Bütün bunları anlıyorum ama dünyanın ve Türkiye’nin bugünkü koşullarında bir umuda sarılma ihtiyacı duyan insanlara, “hiç merak etmeyin her şey çok güzel olacak” derken, güzel günlere erişmenin hiç kolay olmayacağını da hatırlatmamız gerekiyor bence. Çok boyutlu taht kavgalarının yaşanmakta olduğu bir dünyada, kavgadan beslenen liderlerin dış politikayı iç politikanın bir aracı olarak kullanmaya başladığı ortamda iyimser olmak hiç de kolay değil.

Taht oyunları (Game Of Thrones), bu adı taşıyan ve şu anda ilgiyle izlenen TV dizisinin de gösterdiği gibi, güç ve iktidar hırsının yol açabileceği sonuçları, gaddarlığı ve vahşeti gösteriyor bize.
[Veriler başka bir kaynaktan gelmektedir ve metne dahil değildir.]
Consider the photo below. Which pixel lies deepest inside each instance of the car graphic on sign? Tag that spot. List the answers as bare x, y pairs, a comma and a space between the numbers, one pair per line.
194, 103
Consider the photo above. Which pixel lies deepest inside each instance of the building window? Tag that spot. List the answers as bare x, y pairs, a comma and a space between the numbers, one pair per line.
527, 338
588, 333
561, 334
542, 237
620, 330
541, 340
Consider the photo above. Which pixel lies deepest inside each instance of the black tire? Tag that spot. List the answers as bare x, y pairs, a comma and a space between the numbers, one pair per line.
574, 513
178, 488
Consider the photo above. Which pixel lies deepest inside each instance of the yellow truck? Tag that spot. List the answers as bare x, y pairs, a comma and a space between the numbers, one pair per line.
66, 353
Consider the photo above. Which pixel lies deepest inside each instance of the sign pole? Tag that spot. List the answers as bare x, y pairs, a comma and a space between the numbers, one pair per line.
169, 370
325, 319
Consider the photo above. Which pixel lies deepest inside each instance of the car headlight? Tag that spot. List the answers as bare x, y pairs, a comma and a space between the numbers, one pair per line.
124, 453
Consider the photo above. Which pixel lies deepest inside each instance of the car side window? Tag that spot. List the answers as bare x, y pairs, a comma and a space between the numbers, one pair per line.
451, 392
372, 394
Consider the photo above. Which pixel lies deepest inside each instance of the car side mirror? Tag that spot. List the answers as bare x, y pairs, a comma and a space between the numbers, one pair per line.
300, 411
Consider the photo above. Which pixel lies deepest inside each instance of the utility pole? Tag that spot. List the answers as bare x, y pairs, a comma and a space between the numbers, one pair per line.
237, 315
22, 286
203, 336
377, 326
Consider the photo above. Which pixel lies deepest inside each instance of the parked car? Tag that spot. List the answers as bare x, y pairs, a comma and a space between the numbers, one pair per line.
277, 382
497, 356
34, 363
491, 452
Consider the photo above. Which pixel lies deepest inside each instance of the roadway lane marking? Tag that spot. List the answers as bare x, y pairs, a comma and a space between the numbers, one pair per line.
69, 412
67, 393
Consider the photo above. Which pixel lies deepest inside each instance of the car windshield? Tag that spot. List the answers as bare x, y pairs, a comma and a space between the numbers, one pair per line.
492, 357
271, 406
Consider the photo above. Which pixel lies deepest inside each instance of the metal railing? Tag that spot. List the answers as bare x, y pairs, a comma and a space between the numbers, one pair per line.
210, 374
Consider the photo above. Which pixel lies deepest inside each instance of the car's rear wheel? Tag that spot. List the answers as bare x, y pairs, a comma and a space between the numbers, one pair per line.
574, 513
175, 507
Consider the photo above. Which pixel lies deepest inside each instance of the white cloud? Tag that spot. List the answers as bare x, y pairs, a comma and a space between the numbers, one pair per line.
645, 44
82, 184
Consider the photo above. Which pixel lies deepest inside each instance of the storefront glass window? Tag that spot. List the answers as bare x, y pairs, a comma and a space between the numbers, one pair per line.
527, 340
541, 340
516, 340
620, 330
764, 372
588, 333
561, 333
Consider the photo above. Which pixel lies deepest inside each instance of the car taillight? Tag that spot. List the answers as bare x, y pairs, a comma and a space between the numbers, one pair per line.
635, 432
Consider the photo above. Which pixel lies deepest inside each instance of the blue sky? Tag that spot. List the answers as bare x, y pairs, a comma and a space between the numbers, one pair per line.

Taht oyunlarının, şimdi küreselleşme ve teknoloji çağında yeniden dünyanın gündemine gelmiş olması ise üzerinde durulması gereken bir olgu.

Taht oyunlarının geri dönüşü

Taht oyunlarının şimdi gelinen noktada dünyanın gündemine damga vurmasını açıklayabilmek için 30 yıl öncesine, 1989’a dönmek gerekiyor. Son 30 yıla damgasını vuran küreselleşme ve teknoloji çağı “her şey çok güzel olacak” inancıyla başladı. Soğuk Savaş sonrasında, savaşın galibi Batı’nın modelinin küresel boyutta kabul göreceği bir döneme girildiğine inanılmıştı. Savaş çağını geride bırakan dünyanın, ekonomik kalkınmaya ve herkesin hayatını olumlu etkileyecek bir teknolojik atılıma odaklanacağı varsayılmıştı.

Başta Çin olmak üzere, daha önce Batı’nın modelini ve kapitalist sistemi reddetmiş olan ülkelerin küresel oyuna katılması ve başarı öyküleri yazmaya başlaması, “her şey çok güzel olacak” inancını güçlendirdi. Ancak hedefine varacak gibi görünen bu iyimser senaryo, yeni küresel düzenin tartışmasız lideri kabul edilen ABD’ye yapılan 11 Eylül saldırısıyla ilk büyük darbeyi yedi. ABD’nin 11 Eylül’e verdiği ilkel tepki, küresel liderlik rolünü oynayamayacağını gösterdi. 2008’de dünyayı sarsan büyük finansal kriz ise Batı’nın rolüne ve küreselleşmenin geleceğine gölge düşürdü.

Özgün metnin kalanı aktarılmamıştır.